Last updated: July 7, 2026
Inference latency optimization is the work of cutting the delay between a user's request and the model's response. Inworld AI, a research lab and inference provider focused on realtime consumer AI, runs speculative decoding, KV caching, quantization, and custom kernels in production; speculative decoding alone speeds decode 2 to 3x with provably identical output (
Leviathan et al., 2022).
This page defines the metrics, maps each lever's gain against its cost, and shows how to measure your own TTFT in ten lines.
What metrics actually measure inference latency?
Four numbers describe inference latency: time-to-first-token (TTFT), the delay before the first token streams back; inter-token latency (ITL), the gap between subsequent tokens; time-to-first-audio (TTFA) for voice pipelines; and the percentile you read them at. Median (P50) describes the typical request; P90 and P99 describe the requests users complain about.
TTFT is dominated by prefill compute, queueing, and network round trip; ITL by decode speed and batch contention, so they respond to different levers. In a voice pipeline the budget compounds: TTFA stacks the LLM's TTFT on top of the speech model's latency. Inworld's Realtime TTS-2 delivers sub-250ms P90 time-to-first-audio and TTS 1.5 Mini roughly 100ms median (
inworld.ai/tts, as of July 7, 2026), leaving most of a conversational turn's budget to the LLM.

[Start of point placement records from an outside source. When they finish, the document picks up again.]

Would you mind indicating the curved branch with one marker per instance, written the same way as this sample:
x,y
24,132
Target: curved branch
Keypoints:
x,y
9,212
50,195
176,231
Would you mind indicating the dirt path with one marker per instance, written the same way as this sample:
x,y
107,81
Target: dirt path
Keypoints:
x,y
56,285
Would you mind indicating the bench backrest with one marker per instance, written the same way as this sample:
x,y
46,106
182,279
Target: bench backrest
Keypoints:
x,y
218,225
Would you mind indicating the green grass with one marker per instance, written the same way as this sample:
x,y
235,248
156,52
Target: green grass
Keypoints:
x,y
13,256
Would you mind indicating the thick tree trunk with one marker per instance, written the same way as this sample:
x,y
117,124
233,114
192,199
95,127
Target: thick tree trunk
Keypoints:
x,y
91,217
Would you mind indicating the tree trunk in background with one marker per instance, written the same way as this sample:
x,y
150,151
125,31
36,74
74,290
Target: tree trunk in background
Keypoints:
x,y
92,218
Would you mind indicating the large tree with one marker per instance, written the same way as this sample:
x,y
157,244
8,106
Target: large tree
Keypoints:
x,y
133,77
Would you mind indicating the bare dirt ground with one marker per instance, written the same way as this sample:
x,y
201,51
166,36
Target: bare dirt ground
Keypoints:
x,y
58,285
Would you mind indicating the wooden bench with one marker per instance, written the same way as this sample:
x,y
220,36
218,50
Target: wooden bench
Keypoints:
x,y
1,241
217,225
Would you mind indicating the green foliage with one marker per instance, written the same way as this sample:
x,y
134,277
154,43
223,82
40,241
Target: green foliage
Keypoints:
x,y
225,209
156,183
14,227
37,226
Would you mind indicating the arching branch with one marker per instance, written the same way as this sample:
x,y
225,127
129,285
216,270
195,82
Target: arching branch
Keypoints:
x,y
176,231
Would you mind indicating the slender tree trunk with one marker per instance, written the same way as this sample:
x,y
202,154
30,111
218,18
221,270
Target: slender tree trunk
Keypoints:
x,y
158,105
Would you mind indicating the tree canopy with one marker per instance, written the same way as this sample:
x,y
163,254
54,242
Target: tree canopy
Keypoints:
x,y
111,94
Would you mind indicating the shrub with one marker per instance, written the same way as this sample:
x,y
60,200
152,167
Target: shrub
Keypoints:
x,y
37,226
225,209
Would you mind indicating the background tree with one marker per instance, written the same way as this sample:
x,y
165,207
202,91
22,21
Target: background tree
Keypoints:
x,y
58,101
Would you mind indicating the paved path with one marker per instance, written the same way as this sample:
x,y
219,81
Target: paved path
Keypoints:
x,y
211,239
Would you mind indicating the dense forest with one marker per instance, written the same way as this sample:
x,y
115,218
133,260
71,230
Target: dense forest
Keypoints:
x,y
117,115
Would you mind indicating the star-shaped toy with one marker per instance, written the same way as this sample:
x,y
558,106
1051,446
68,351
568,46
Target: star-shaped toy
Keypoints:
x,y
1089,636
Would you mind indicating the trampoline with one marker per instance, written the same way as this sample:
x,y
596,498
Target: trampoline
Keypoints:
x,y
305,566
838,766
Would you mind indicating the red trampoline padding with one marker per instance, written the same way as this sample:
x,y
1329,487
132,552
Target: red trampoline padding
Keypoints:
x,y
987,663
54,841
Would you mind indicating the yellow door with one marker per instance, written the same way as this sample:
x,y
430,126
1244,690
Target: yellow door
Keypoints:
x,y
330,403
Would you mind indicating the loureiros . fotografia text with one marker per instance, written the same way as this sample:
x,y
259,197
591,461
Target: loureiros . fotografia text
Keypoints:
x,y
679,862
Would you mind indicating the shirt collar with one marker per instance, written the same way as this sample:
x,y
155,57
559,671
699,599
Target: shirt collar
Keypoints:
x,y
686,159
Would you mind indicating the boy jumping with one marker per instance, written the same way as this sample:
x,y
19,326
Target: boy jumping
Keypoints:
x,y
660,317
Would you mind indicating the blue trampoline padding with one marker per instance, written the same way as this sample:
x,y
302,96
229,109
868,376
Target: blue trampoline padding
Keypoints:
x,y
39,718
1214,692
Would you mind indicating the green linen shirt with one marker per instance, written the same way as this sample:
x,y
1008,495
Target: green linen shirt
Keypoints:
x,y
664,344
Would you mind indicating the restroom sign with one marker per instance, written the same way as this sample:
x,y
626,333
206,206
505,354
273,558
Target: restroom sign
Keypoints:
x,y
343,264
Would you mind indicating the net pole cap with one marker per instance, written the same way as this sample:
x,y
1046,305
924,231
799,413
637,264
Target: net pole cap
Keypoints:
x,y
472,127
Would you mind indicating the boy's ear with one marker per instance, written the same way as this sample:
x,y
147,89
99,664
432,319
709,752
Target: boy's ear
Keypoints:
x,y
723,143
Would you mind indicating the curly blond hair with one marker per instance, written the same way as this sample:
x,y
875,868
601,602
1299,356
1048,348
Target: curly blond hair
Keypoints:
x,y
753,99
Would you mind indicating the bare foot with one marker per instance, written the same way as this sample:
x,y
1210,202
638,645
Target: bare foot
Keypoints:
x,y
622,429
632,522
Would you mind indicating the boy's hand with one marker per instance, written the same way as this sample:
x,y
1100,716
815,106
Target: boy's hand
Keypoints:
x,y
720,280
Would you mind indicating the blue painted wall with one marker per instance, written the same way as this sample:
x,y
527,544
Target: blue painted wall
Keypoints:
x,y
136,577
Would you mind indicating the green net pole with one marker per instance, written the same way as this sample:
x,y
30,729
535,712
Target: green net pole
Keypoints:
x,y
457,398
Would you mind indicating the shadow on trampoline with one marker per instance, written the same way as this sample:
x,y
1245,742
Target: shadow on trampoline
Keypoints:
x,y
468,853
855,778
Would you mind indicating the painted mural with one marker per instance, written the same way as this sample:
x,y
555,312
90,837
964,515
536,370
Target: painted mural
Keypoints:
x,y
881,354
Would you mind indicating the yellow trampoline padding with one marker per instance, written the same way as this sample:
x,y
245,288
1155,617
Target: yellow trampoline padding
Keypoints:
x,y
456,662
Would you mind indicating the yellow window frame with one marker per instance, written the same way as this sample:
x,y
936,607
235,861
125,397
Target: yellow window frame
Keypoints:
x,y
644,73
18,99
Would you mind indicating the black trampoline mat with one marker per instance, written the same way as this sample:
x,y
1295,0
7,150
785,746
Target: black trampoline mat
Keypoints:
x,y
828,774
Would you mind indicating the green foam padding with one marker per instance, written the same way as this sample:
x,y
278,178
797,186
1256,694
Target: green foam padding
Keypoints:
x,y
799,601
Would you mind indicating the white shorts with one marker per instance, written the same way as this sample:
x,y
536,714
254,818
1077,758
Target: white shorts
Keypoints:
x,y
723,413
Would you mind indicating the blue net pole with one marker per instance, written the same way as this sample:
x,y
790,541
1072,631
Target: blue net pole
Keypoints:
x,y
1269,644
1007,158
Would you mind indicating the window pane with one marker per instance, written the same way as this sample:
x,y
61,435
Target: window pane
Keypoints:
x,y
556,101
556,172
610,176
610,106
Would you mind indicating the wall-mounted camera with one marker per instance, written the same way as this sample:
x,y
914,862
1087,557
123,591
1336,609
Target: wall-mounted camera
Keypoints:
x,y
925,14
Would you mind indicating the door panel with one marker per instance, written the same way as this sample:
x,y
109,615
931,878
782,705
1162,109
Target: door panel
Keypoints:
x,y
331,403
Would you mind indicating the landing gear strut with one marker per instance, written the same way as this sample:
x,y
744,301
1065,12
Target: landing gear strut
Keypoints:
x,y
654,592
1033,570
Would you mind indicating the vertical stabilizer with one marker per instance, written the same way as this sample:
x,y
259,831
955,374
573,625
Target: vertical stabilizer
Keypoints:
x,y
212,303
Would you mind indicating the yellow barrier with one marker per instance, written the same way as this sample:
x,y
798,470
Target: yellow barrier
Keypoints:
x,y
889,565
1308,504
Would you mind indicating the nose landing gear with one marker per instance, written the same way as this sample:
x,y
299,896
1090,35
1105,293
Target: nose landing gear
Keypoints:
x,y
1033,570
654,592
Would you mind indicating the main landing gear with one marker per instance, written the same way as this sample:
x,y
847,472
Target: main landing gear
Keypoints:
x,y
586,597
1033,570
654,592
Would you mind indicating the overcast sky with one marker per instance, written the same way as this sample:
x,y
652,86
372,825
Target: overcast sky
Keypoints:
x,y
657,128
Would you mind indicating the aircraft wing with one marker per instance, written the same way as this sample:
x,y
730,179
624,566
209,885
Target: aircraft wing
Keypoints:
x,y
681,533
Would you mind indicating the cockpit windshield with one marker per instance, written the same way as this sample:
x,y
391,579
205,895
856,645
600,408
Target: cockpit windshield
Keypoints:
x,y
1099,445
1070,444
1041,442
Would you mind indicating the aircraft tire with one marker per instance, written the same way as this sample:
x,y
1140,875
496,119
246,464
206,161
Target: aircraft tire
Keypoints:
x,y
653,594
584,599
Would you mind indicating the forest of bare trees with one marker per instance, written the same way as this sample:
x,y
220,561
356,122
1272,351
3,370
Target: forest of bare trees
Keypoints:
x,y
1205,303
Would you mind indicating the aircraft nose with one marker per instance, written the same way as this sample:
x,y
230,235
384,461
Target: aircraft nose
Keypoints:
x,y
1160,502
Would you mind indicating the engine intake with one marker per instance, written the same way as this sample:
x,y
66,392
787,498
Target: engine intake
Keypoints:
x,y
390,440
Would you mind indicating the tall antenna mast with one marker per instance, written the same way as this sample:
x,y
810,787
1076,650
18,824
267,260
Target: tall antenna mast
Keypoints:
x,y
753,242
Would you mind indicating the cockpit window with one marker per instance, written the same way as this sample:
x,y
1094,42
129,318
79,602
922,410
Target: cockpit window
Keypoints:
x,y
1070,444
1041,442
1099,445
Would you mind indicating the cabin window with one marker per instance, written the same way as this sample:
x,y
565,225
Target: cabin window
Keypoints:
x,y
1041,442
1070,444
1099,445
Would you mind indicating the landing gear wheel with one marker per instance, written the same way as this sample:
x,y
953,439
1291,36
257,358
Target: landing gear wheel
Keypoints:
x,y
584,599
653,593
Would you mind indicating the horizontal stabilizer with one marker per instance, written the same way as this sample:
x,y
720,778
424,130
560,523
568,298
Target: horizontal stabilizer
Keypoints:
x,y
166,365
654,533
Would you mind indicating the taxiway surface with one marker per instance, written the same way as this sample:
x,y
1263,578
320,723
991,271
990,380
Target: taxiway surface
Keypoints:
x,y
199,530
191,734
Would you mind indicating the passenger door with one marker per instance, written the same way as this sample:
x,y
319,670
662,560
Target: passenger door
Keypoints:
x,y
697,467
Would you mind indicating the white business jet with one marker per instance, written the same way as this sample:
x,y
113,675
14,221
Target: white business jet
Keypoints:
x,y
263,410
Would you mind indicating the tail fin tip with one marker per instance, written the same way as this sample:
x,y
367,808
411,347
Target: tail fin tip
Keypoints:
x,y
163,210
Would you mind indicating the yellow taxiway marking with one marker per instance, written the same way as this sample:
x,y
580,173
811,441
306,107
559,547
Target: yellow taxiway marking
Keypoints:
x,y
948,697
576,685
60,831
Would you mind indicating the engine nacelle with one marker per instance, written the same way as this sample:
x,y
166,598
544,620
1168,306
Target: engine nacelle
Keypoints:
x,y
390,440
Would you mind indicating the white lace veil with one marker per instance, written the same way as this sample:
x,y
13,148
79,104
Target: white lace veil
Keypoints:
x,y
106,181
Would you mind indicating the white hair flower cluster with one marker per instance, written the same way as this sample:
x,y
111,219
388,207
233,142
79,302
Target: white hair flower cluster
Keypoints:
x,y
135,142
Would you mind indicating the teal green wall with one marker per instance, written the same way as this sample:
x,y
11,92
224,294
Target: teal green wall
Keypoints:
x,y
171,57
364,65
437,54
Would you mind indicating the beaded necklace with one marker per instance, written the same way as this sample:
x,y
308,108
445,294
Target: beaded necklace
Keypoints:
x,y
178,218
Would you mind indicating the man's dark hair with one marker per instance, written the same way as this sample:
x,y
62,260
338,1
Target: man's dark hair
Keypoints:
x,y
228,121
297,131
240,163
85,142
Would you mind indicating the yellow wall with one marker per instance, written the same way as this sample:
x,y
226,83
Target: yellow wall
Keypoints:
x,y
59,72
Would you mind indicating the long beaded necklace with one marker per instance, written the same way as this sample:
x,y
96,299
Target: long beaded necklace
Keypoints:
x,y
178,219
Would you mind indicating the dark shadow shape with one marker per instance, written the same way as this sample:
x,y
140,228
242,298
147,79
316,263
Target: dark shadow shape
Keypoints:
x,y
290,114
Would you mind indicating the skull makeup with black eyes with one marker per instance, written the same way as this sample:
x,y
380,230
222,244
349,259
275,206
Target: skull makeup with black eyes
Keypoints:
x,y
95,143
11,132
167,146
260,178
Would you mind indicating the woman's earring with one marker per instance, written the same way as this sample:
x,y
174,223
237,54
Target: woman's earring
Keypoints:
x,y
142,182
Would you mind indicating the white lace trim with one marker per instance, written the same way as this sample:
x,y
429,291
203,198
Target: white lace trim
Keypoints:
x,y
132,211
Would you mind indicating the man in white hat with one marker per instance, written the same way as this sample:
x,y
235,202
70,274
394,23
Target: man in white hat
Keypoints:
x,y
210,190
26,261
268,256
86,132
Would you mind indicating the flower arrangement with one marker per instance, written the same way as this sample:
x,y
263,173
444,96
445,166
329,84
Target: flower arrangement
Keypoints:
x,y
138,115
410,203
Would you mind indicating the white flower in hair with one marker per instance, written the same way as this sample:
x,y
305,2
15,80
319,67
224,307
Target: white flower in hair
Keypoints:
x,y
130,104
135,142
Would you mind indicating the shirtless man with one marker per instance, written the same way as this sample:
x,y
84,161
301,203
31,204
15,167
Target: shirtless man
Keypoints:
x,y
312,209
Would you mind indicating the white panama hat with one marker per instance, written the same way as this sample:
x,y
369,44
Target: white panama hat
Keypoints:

Which levers reduce latency, and what does each cost?
Six serving-side levers dominate the optimization stack: speculative decoding, prefix caching, quantization, batching-window tuning, disaggregated prefill/decode, and kernel optimization. Each buys a specific improvement and costs something specific, whether memory, throughput, marginal accuracy, or engineering time. None changes model outputs except quantization.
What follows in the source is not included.